General MacArthur heard the amphibious specialists to a finish without his imperturbability being shaken. Even the onlookers who could not partake of his perfect faith were impressed. There was something magnificent about this old warrior in shirtsleeves and open collar, calmly smoking his pipe while hearing his plan dissected. Daring and optimism are supposed to be the exclusive prerogatives of youth, yet this smiling septuagenarian was not only the oldest officer at the conference, he was also the most confident and assured! After the PhibGru One presentation ended, he took 45 minutes for his comments. Speaking with eloquence, he declared that the natural obstacles and practical difficulties of the proposed Inchon operation were more than balanced in the strategic scale by the psychological advantages of a bold stroke. About 90 percent of the NKPA forces were fighting in the Pusan Perimeter. A combined offensive by X Corps and the Eighth Army would have the effect of placing the enemy between the hammer and anvil.
Referring to the Kunsan landing favored by General Collins and Admiral Sherman, CinCFE asserted that this objective was too far south for a fatal blow to be dealt the invaders. He cited a historical precept in Wolfe’s victory at Quebec, made possible by audacity in overcoming natural obstacles that the enemy regarded as insurmountable. He recalled the amphibious victories he himself had won in the Southwest Pacific, with the Navy and sometimes the Marine Corps sharing in the glory. And he ended on a dramatic note with a single, prophetic sentence spoken in a tense voice:
“We shall land at Inchon and I shall crush them!”[72]
[72] Karig, Korea, 165–168.
As the officers filed out into the noisy, teeming Tokyo street, most of them felt certain that the last word had been said. It was still possible, of course, for the Joint Chiefs to overrule CinCFE; and it was not likely that all of their doubts had been laid to rest. Nevertheless, the Navy and Marine planners proceeded on the basis that a final decision had been reached that August afternoon.
Brigade Victory in Korea
Before his arrival at Tokyo, General Shepherd had paid a flying visit to the headquarters of the Brigade in Korea immediately after the Marines stormed and seized Obong-ni Ridge. Just as General Craig’s men had taken part from 7 to 13 August in the first sustained UN counterattack, so this Army and Marine effort a week later became the first rout of a major NKPA unit. After putting up a fierce struggle to hold their bridgehead on the east bank of the river Naktong, the veteran troops of the NKPA 4th Division were shattered by repeated Marine attacks. Carrier-borne Corsairs of MAG-33 had a turkey shoot at the expense of panic stricken enemy soldiers who abandoned their arms in a wild flight. Some of the fugitives were shot down while trying to swim the river.
Despite this encouraging little victory, it was still nip and tuck on the central front of the Pusan Perimeter.
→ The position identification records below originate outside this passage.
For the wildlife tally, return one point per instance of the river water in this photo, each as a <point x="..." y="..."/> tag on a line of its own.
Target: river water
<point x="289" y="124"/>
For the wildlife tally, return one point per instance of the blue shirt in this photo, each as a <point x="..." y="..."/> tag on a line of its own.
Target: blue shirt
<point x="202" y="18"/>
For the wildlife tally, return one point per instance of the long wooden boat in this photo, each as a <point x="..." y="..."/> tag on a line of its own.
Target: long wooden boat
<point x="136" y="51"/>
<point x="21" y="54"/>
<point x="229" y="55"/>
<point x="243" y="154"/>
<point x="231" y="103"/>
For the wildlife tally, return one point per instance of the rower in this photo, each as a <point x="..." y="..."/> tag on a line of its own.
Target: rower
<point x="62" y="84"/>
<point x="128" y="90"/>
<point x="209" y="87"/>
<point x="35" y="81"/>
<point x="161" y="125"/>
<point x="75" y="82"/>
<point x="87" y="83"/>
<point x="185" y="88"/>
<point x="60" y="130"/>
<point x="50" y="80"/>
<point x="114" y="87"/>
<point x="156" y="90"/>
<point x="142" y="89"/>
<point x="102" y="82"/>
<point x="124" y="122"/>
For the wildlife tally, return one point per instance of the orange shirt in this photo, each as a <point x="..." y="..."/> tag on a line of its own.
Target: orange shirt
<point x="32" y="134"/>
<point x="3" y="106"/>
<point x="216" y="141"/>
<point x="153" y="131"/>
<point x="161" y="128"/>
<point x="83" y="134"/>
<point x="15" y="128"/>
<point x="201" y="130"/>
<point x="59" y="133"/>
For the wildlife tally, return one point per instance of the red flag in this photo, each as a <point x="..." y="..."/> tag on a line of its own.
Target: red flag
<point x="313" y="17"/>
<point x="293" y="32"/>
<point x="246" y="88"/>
With the U. S. 2d Infantry Division and 5th RCT now in line, the Eighth Army strategy of trading space for time had resulted in whittling down the enemy’s material superiority. But the invaders still held the material advantage, and there were signs that they would soon launch an all-out effort to smash through to Pusan.
The Marine Amphibious Mission
General Shepherd, after being informed as to the Tokyo conferences, accompanied General Smith on the morning of 24 August to a meeting with Admirals Sherman, Radford, Joy, and Doyle. It was generally agreed that not enough weight had been given to amphibious considerations in the final decision to attack at Inchon. Navy opinion held that one more attempt should be made to propose another landing point with fewer hydrographic objections. The area south of Inchon had been investigated by Navy UDT and Marine amphibious scouts of the Reconnaissance Company, 1st Marine Division, who had sailed to the Far East with the Brigade. As a preliminary, this group had embarked on the USS Horace A. Bass (APD-124) and gone ashore undetected to stage several raids during the period 12–16 August on the enemy’s main line of communications along the west coast. Three tunnels and two railway bridges were destroyed without the loss of a man.[73]